Environmental Studies

Award Year 

2016
Food For Farmworkers

San Fernando Valley, California
Food for Farmworkers challenges the economic and locational barriers that typically prevent agricultural food desert communities from accessing healthy food. We purchase surplus produce at below market price from farmers in Salinas Valley and then sell the low priced produce to food insecure farmworker communities via a mobile market operation. Food for Farmworkers synergistically reduces food waste, thus decreasing greenhouse gas emissions, feeds farmworkers and their families healthy food, compensates farmers for their surplus produce, and engages communities in healthy eating.

Website

LinkedIn 

Martin County, Florida, my home for 16 years, is the embodiment of contradiction. It is rich with beautiful beaches and home to many of the nation’s wealthiest, yet is comprised of some of the highest percentages of migrant workers and human traffickers in the country. As I strolled through the hallways at my high school, this disparity in socio-economic status was strikingly apparent. Many of my classmates and their families subsisted on subminimum wage agricultural labor and were often marginalized within society. Through my unique upbringing, as well as my experiences writing public health and food safety legislation and advocating within our political system, organizing with the Coalition of Immokalee Workers, managing a soup kitchen, launching a food waste awareness project, living a vegan lifestyle, and, most recently, starting a social venture to tackle food waste and insecurity, it has become vividly clear to me that we are all connected to a deep-rooted supply chain, especially within our industrial food system. With every purchase we make and every bite we take, we are choosing to either promote justice or to perpetuate exploitation.

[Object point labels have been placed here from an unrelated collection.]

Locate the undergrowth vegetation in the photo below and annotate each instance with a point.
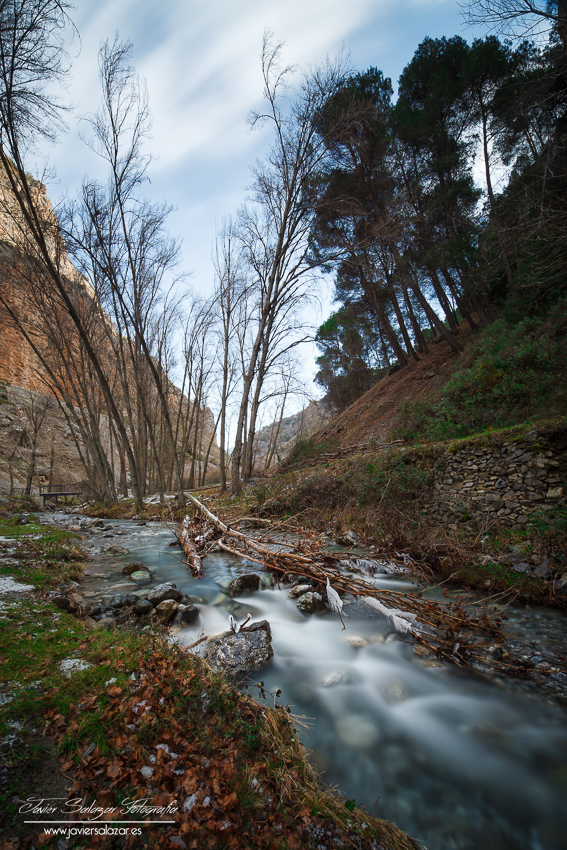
(511, 373)
(380, 494)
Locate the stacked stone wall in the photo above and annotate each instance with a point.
(501, 482)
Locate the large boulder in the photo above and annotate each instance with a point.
(135, 566)
(244, 584)
(188, 615)
(165, 612)
(309, 603)
(140, 577)
(237, 654)
(142, 607)
(164, 591)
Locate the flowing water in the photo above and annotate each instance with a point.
(459, 762)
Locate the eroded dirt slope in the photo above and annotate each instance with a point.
(373, 414)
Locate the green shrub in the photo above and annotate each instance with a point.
(510, 374)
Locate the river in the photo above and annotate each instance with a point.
(457, 761)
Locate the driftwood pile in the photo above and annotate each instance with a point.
(446, 629)
(361, 448)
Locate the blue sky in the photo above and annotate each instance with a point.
(202, 67)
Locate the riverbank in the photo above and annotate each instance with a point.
(119, 715)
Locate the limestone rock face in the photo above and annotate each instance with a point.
(237, 654)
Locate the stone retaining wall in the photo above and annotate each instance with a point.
(503, 482)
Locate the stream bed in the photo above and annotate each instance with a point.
(456, 760)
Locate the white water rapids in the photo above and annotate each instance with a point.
(459, 762)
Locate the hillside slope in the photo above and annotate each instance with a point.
(373, 415)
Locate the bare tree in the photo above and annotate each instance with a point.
(274, 231)
(524, 17)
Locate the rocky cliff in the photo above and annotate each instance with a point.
(26, 386)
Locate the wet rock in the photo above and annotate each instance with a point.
(244, 584)
(118, 601)
(348, 538)
(62, 602)
(165, 612)
(260, 625)
(242, 653)
(522, 567)
(299, 590)
(140, 577)
(309, 603)
(356, 730)
(164, 591)
(188, 615)
(142, 607)
(132, 568)
(357, 642)
(73, 665)
(335, 678)
(105, 623)
(395, 692)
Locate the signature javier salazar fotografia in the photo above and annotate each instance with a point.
(47, 809)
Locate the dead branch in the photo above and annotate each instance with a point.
(446, 629)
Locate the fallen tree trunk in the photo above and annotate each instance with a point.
(189, 549)
(447, 629)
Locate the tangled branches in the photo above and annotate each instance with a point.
(447, 629)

As an Environmental Studies concentrator pursuing the Land, Water & Food Security track, I am actively striving to incorporate my deep understanding of the implications of our industrial food system both on the environment and on society. I am working to employ my knowledge in order to give voice to those who are most at risk of climate change and environmental injustices.

I look forward to expanding my knowledge and first-hand experiences in local food systems throughout the Fellowship and anticipate the Fellowship will serve as an important foundation for my future educational and career goals. In addition to pursuing an AB in Environmental Studies, I am also working to receive a certificate in the Engaged Scholars program in order to participate in another “high-impact learning experience and collaborative educational partnership that addresses major social challenges and produces tangible public benefits.” I plan to study abroad through the experiential, field-based School for International Training’s Rethinking Food Security: Agriculture, People, and Politics program. After Brown, I foresee joining Green Corps to further my engaged educational experience prior to attending graduate school and committing my career to promoting environmental justice and sustainability.